Dwayne Roloson (14.0 percent) and Rick DiPietro (4.0 percent), New York Islanders:The Isles' long-term franchise goalie has a 6-5 edge in games started this far in the season, and judging by the relative performance of the two men, it's natural to wonder why. Roloson is ahead in GAA 2.40 to 3.75 and ahead in save percentage .918 to .867. Perhaps the Isles feel that while DiPietro is actually healthy -- a rare occurrence, as we know -- they might as well get their money's worth. It's pretty obvious that he shouldn't be trusted in any fantasy format, but what about Roloson? Well, the offense has seemingly disappeared, as their pace of 18 goals through the first five games (3.60) has been supplanted by a pace of 11 through the past six (1.83). Wins will be tough to come by unless the Isles can find some proverbial Levitra for their impotent offense, and while those ratios are fine, Roloson's no more than a back-end option at this point.

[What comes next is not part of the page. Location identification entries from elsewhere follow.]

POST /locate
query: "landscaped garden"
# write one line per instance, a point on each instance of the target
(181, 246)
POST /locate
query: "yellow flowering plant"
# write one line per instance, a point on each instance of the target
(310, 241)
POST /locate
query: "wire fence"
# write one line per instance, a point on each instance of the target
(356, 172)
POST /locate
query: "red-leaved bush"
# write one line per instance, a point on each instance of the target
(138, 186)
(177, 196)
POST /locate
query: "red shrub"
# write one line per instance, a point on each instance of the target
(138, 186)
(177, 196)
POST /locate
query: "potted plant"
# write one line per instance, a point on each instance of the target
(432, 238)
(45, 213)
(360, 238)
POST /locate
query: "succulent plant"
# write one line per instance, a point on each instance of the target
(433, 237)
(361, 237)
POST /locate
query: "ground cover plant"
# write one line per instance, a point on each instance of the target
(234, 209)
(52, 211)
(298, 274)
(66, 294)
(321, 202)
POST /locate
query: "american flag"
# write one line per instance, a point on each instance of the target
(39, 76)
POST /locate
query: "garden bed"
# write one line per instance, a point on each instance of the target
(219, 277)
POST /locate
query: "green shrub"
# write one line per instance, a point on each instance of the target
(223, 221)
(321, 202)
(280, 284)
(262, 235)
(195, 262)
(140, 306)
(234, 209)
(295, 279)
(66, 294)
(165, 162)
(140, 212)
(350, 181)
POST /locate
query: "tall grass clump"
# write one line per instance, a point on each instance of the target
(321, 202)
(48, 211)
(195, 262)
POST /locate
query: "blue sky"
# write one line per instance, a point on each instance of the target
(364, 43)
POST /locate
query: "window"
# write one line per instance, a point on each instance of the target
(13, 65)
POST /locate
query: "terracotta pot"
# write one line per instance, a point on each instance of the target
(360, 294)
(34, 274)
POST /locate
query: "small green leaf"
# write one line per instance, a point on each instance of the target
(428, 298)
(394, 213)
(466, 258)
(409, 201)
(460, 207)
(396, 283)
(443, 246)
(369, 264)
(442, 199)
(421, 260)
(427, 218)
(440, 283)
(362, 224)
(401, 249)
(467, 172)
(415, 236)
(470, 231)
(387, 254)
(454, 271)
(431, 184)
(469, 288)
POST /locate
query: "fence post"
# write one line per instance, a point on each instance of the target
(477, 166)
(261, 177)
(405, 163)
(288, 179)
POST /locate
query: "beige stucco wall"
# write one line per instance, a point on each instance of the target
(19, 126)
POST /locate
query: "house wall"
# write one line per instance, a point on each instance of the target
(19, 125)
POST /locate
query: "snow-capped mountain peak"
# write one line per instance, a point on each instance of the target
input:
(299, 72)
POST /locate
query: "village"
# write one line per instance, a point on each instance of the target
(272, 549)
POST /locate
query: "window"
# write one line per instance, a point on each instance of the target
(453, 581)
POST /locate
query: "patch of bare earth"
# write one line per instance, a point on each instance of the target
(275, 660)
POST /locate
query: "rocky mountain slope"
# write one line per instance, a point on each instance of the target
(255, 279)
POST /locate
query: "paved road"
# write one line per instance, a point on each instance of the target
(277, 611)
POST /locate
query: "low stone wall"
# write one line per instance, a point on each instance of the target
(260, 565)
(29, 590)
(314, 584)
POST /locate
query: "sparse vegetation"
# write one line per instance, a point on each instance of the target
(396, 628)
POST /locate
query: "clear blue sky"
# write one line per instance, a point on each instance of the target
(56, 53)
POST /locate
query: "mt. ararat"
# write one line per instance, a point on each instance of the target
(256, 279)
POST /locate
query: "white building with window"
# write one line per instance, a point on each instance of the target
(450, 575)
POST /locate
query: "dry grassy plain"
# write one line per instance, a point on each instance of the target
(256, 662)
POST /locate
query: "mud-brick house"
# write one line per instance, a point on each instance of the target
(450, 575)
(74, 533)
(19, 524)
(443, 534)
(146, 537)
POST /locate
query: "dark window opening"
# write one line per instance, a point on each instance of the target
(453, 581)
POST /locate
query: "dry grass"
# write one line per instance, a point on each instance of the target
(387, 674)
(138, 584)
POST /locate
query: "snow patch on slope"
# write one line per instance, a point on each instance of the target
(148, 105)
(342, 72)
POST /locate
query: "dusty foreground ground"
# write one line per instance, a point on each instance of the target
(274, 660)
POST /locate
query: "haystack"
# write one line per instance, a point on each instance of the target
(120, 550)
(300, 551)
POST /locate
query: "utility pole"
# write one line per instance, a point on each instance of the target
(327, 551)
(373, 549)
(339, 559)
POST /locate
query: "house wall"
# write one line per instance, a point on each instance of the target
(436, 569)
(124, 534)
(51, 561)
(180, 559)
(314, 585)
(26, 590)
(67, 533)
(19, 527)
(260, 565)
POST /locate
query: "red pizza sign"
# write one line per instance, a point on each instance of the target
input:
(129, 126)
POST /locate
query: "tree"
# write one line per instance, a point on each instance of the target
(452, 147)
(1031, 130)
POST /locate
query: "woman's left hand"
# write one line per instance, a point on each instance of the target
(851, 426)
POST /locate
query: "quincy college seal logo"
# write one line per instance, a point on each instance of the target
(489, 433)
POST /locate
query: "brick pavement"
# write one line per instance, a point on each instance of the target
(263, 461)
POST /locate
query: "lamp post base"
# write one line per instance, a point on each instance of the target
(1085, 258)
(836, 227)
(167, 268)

Sergei Bobrovsky (53.2 percent) and Brian Boucher (4.8 percent), Philadelphia Flyers: Once again, a quick Michael Leighton update: According to TSN, Leighton skated Saturday during the Flyers' pregame skate, and remains on track to return around Nov. 22. In his absence, "Bob" is certainly holding the fort: He's now 6-2-0 this season, with a 2.39 GAA and .918 save percentage after winning four more games this past week (with eight goals allowed total). For now, Bobrovsky should be started without reservation in all formats while he has the hot hand, although I'm tepid on his ability to keep this up. But get as much as you can out of the 22-year-old now, because once Leighton returns, this could become more of a timeshare between the two.

Jean-Sebastien Giguere (74.9 percent) and Jonas Gustavsson (50.0 percent), Toronto Maple Leafs: As the leaves on the trees have begun to change colors and fall, so have the results of the Leafs, although it certainly can't be attributed to the men between the pipes. The Leafs' mark of 2.30 goals-against per game is seventh in the league at this checkpoint, and both Giguere and "The Monster" are putting up better ratios than a season ago (2.27 GAA and .909 save percentage for Jiggy; 2.36 and .921 for Gustavsson). The problem has been the power outage up front, as the Leafs are only scoring at a 2.30 goals per game clip as well, the NHL's second-worst pace. It's very similar situation to the one being played out on Long Island; if you believe that the Leafs' offense will pick up, these are both worthwhile fantasy netminders. If not, you'll need to supplement with a 'tender who can actually win some games.